Dzisiaj to Krzysiek był pierwszy w pracy, czekał już na mnie w radiowozie, ja rano jeszcze zdążyłam zrobić zakupy na dzisiejszą kolację.
- Cześć - powiedziałam do Krzyśka wsiadając do radiowozu
- Cześć - odpowiedział - a co Ty dzisiaj tak na ostatnią chwilę??
- a byłam rano jeszcze w sklepie zrobić zakupy na tą dzisiejszą kolację
- a właśnie Emilia odnośnie kolacji nie wiem czy to się uda
- czemu?
- a bo rano wpadłem na Mieszka i tak go podpytywałem odnośnie tego co robi dla tych dzieciaków ze szpitala
- i co?
- no i dałem się namówić na pirata?
- na co?? na jakiego pirata? o czym Ty mówisz???
- no bo oni dzisiaj grają przedstawienie dla tych dzieciaków w szpitalu i brakowało im pirata, no i zgodziłem się zagrać
- no to super, a mogę przyjść popatrzeć??
- no jasne - Krzysiek uśmiechnął się - no i wiesz nie wiem jak nam zejdzie z tym przedstawieniem
- spoko, może po przedstawieniu zdążymy jeszcze coś ugotować a jak nie to zjemy na mieście, ok?
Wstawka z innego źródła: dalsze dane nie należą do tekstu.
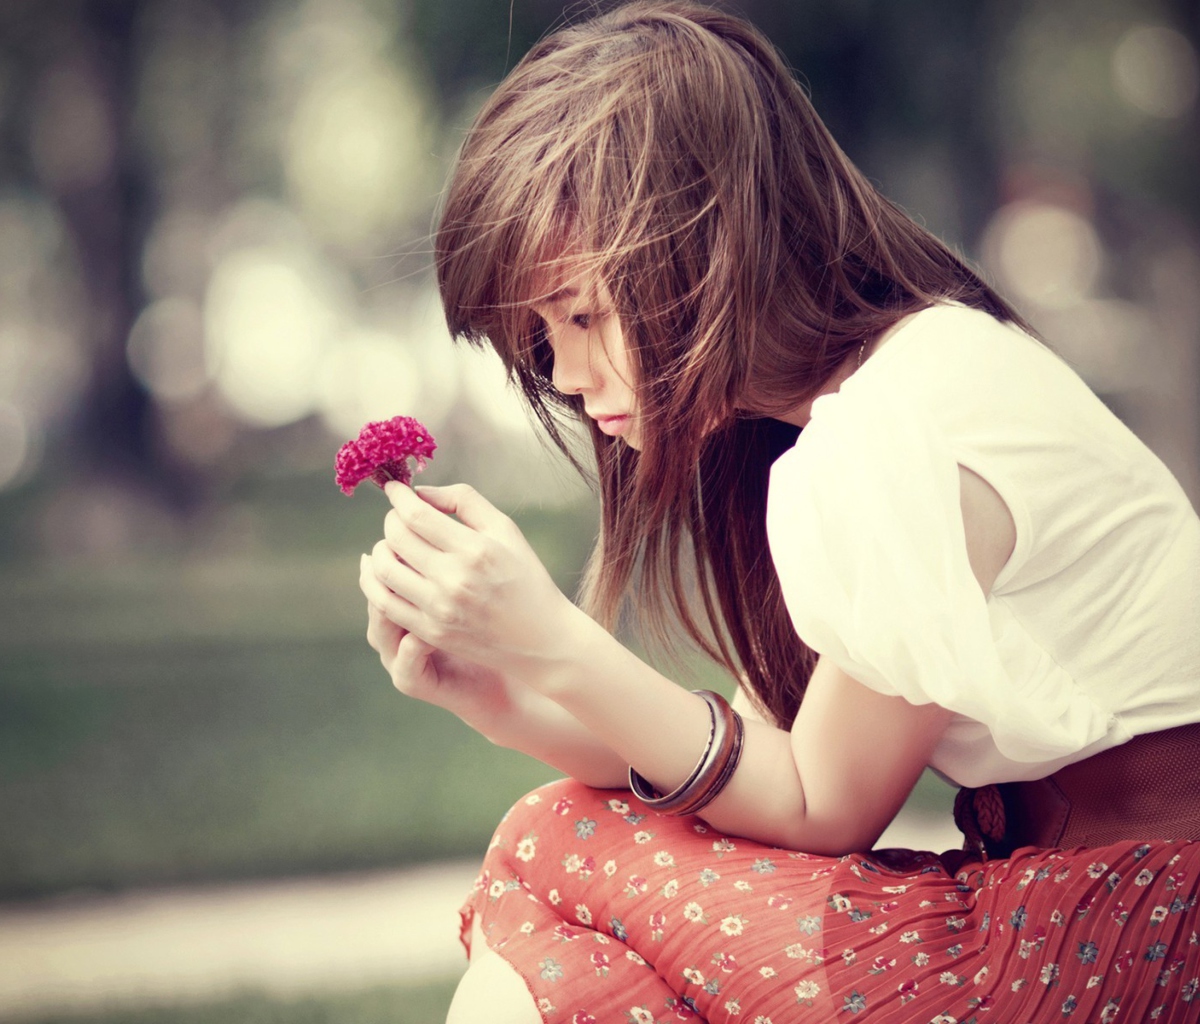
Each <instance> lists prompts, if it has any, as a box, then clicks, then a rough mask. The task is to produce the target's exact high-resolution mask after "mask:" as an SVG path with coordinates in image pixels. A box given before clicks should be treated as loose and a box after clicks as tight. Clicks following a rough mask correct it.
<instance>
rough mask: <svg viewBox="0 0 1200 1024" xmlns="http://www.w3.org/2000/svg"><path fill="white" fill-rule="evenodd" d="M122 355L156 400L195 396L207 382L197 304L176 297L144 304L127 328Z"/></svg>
mask: <svg viewBox="0 0 1200 1024" xmlns="http://www.w3.org/2000/svg"><path fill="white" fill-rule="evenodd" d="M126 355H127V358H128V361H130V369H131V370H132V371H133V376H136V377H137V378H138V379H139V381H140V382H142V383H143V384H144V385H145V387H146V389H148V390H149V391H150V393H151V394H152V395H154V396H155V397H156V399H160V400H161V401H166V402H179V401H184V400H187V399H193V397H196V396H197V395H198V394H200V391H203V390H204V388H205V387H206V385H208V383H209V371H208V366H206V365H205V363H204V319H203V317H202V315H200V309H199V306H198V305H197V304H196V303H193V301H192V300H191V299H182V298H179V297H174V298H169V299H160V300H158V301H157V303H152V304H151V305H149V306H146V307H145V309H144V310H143V311H142V313H140V315H139V316H138V318H137V322H136V323H134V324H133V329H132V330H131V331H130V340H128V342H127V345H126Z"/></svg>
- no to bardzo dobry pomysł
- Krzysiek a Ty zdajesz sobie sprawę, że dzieciaki to taka wymagająca publiczność
- damy radę, a poza tym mam nadzieję, ze pomożesz koledze z patrolu??
- ja? ale jak?
- no normalnie odpytasz mnie??
- hmmm no nie wiem - uśmiechnęłam się
Krzysiek, w każdej wolnej chwili wkuwał tekst z roli. Bardzo go podziwiałam, naprawdę widać było, że się do tego przykłada, oczywiście na każdym kroku prosił mnie o ocenę. Nawet na przerwie obiadowej nie odpuścił, Gdy ja się opychałam sałatką on wkuwał tekst.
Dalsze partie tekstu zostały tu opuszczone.